Funnily enough, Linklater’s most everyday settings often turn out to be the most romantic. The situations he sketches tend to be slightly larger-than-life. In Boyhood, for instance, Mason (Ellar Coltrane) must endure not only one, but two angry alcoholic stepfathers. However, what really makes these films so gripping is how well Linklater manages to get into his characters’ heads. Typically they lack a sense of direction. In some cases, such as in his breakthrough film Slacker (1991), this is presented as something positive. As Linklater put it himself, the characters in Slacker “are rejecting most of society and the social hierarchy before it rejects them”. In other cases this lack of direction isn’t a choice, but rather a result of an existential crisis. A good example is the Before Trilogy, which follows two individuals whose lives change forever after spontaneously spending a single night together. They spend a lot of their time reminiscing about whether their future together could ever be as perfect as the brief encounter they had when they were young. They live in a mixture of their nostalgias and their somewhat unrealistic dreams for the future, unable or unwilling to live in the present. Linklater is a master at showing us how painfully romantic real life situations can be.

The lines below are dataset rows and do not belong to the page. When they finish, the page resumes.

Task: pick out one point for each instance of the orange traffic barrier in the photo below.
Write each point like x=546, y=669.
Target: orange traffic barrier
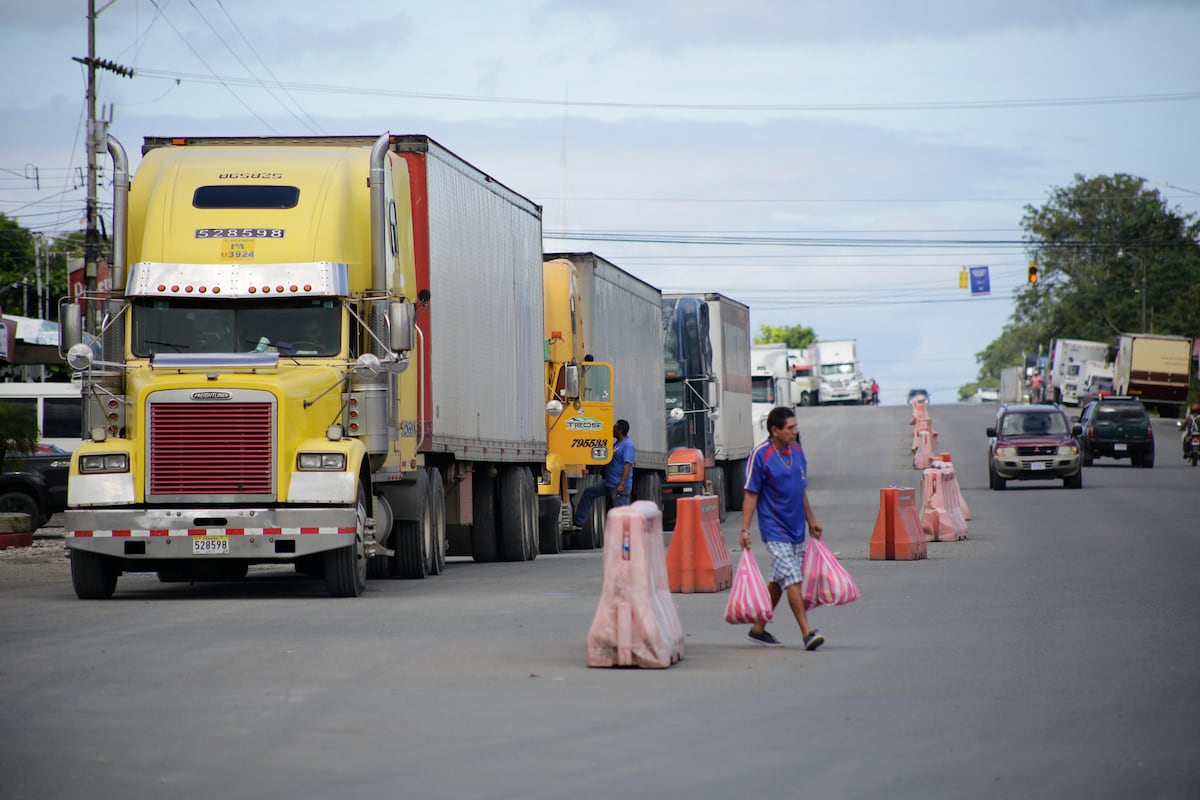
x=898, y=535
x=636, y=623
x=699, y=559
x=947, y=464
x=940, y=515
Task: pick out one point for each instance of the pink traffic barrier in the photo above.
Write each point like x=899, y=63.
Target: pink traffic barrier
x=924, y=452
x=636, y=623
x=941, y=517
x=946, y=464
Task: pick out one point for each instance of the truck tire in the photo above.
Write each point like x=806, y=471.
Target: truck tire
x=22, y=503
x=346, y=569
x=438, y=521
x=517, y=522
x=550, y=531
x=735, y=483
x=648, y=486
x=93, y=576
x=484, y=547
x=592, y=537
x=412, y=539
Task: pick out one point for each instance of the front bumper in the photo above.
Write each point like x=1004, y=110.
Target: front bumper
x=257, y=535
x=1037, y=468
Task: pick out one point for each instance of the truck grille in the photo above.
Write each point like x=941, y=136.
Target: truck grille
x=205, y=450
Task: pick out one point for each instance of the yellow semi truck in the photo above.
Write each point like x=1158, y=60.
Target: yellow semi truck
x=321, y=352
x=604, y=362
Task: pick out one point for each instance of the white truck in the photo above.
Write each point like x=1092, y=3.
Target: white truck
x=803, y=366
x=771, y=384
x=840, y=372
x=1153, y=368
x=1067, y=358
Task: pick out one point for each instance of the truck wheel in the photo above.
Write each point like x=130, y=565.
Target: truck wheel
x=516, y=521
x=22, y=503
x=735, y=483
x=484, y=546
x=438, y=519
x=593, y=525
x=648, y=486
x=346, y=569
x=93, y=576
x=412, y=537
x=719, y=491
x=550, y=533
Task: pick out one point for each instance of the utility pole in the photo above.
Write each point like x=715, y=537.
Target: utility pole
x=97, y=143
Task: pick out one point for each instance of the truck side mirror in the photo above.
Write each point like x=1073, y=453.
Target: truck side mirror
x=403, y=319
x=70, y=325
x=571, y=380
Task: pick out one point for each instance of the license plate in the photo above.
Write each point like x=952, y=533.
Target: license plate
x=210, y=546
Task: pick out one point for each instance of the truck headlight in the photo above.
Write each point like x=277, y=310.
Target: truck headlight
x=321, y=462
x=105, y=463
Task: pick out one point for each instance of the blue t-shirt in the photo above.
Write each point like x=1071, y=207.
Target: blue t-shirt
x=779, y=480
x=623, y=452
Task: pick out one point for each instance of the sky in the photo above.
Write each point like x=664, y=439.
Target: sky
x=828, y=163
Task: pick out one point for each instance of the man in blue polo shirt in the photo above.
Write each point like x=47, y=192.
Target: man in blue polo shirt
x=777, y=479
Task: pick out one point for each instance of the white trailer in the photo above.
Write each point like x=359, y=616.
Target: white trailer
x=840, y=372
x=771, y=384
x=1067, y=358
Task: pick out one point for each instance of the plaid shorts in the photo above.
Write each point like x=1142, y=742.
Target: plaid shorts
x=786, y=563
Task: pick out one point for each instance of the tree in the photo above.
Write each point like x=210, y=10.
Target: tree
x=795, y=336
x=1107, y=247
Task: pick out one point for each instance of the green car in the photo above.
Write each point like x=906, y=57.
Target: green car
x=1116, y=427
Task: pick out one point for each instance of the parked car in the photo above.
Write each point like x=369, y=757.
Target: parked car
x=1116, y=427
x=1033, y=443
x=35, y=485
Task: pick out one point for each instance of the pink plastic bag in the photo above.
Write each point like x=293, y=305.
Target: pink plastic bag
x=749, y=600
x=826, y=581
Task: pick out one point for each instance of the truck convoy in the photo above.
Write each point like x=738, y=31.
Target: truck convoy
x=803, y=365
x=1067, y=358
x=1155, y=370
x=707, y=371
x=595, y=308
x=771, y=384
x=281, y=377
x=840, y=373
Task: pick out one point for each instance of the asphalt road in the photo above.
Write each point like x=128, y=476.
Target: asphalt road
x=1054, y=654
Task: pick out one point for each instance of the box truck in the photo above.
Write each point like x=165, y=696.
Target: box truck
x=1155, y=370
x=322, y=352
x=604, y=362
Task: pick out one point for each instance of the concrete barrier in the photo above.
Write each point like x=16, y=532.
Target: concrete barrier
x=699, y=559
x=898, y=535
x=636, y=623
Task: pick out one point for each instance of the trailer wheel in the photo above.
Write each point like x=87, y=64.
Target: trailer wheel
x=516, y=521
x=93, y=576
x=438, y=519
x=412, y=537
x=735, y=483
x=719, y=491
x=346, y=569
x=484, y=546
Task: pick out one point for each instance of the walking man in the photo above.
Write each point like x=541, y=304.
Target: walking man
x=618, y=475
x=777, y=479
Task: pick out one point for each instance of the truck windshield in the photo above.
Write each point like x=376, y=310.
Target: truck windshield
x=307, y=326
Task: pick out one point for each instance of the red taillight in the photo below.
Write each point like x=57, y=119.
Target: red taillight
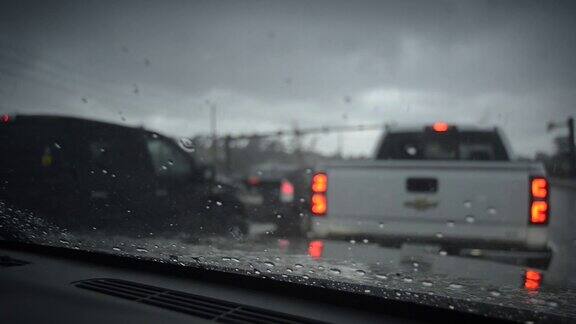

So where does Boyhood fit in? It definitely seemed marketed as a romanticization of everyday life, similar to the Before films, but Boyhood doesn’t actually overload us with the nostalgia of being young. Neither is Mason another one of Linklater’s directionless characters. As he grows up he is quite certain about what he wants to do later in life, and he never seems to dwell too much on his past. Inevitably the film must skip over much of his life, and as a consequence we don’t gain access to many of his inner struggles. He is in fact quite mysterious. We don’t witness him being particularly sad, happy, angry, or insecure. We don’t witness his first kiss and we don’t really get to know his closest friends. Mason doesn’t seem to be dealing with the same struggles as Jesse and Celine in the Before films.
Does this mean, while returning to a more familiar style, Linklater is breaking his tradition of directionless characters? It might seem so, but what Mason lacks in aimlessness is in fact made up by his (divorced) parents who each have their own individual struggles. Mason’s mother (Patricia Arquette) attempts to make a career as a teacher to provide for her children, while at the same time seeking out a new romantic partner. Mason’s father (Ethan Hawke) in turn goes through his own coming-of-age story as he learns that he is perhaps not cut out to be the rock star he thought he could be. One of the most memorable moments is near the end of the film, when Mason’s mother unexpectedly bursts into tears as he’s packing his bags to go off to university. She confesses that she feels as if her life is over now that both her children are leaving. “I just thought there would be more,” she says. As a part of an audience who just witnessed his whole adolescence in roughly 2 hours’ time, I realized that I felt the same way.
It would seem that Mason’s mother is that directionless character of the film: a character fighting to provide a better future for her children and for herself. Although you could say that she does accomplish her goal, the film leaves her just as lost as at the start of the film—dwelling on memories of her children and fearing her own future. She is actually easier to identify with than with her son, and in a way we see Mason through her eyes. As a mother she is left out of many of her son’s inner thoughts in the same way we are. Ultimately the film isn’t so much about growing up as much as it is about watching someone grow up. Perhaps a more appropriate title would have been Parenthood.